Шрифт:
Но оказалось, что все были очарованы. Во всяком случае, они поняли это, как только он кончил играть. Кто-то воскликнул: – Божественно! Выше слов! – Баронесса Ротшильд заявила, что умрет, если Шопен их оставит. Нельзя было подвергать опасности даму, он снова сел за рояль. Дельфина не спускала с него глаз, Лист – тоже. Его подвижное лицо выражало живейшую заинтересованность, и он с улыбкой оглянулся на гостей, как бы приглашая их порадоваться вместе с ним.
Глава седьмая
На другой день Ференц Лист явился к Шопену с самого утра, извинился за свой бесцеремонный приход и объяснил его крайним нетерпением. Шопен был в меланхолии. Лист сделал вид, что не заметил этого.
– Я в восторге! – начал он. – Надеюсь, вы понимаете, отчего? Никогда не слыхал ничего подобного! Как вы добились этого? Впрочем, что свойственно одному, другому недоступно!
– Я никогда не сумел бы играть так, как вы!
– Очень может быть! – сказал Лист и засмеялся. Слуга принес кофе и печенье. Лист взял чашку и отхлебнул из нее добрую треть.
– Обожаю горячее! – воскликнул он. – Говорят, вредно. Но я не верю. Вредно то, что причиняет нам страдание. Он улыбнулся чему-то своему и продолжал:
– Да! Хороша жизнь! А ведь было время, когда я хотел умереть…
Шопен с удивлением посмотрел на него.
– Да, я не мог примириться с крушением моих идеалов. Думаю, что тогда я был лучше, чище, даже умнее, чем теперь.
– Вы, должно быть, были ребенком, – сказал Шопен.
– Четыре года тому назад мне было шестнадцать лет. А за десять лет до того я начал свою артистическую карьеру. Это условие задачи. А теперь вопрос: зачем все это? Зачем меня возили по разным странам и городам, зачем заставляли играть перед титулованными господами, которые вертели меня во все стороны, бесцеремонно разглядывали, расспрашивали?
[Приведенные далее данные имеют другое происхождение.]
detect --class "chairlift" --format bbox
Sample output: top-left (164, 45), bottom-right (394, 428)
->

И вот я в свою очередь сделался скрытным, лукавым, старался понравиться каждому, от которого зависит моя судьба. Вы видите перед собой очень испорченное создание!
– Ну что вы!
– Нет, это так! Я давно разучился верить похвалам, это все дань моде. Когда мне было двенадцать лет, я играл в Вене. Как теперь помню, зал был полон. Я не волновался, я никогда не волнуюсь, но я был в возбуждении, испытывал подъем оттого, что приближаюсь к чему-то высшему. Но вот нечаянно я взглянул в свой зал, как вы вчера взглянули, и вдруг понял, что единственный человек, ради которого стоит здесь играть, – это глухой Бетховен!
– Бетховен! Вот как! Так он слышал вас?
– Вряд ли. Но он сидел в первом ряду. И я играл его концерт. Может быть, до него что-нибудь и доносилось.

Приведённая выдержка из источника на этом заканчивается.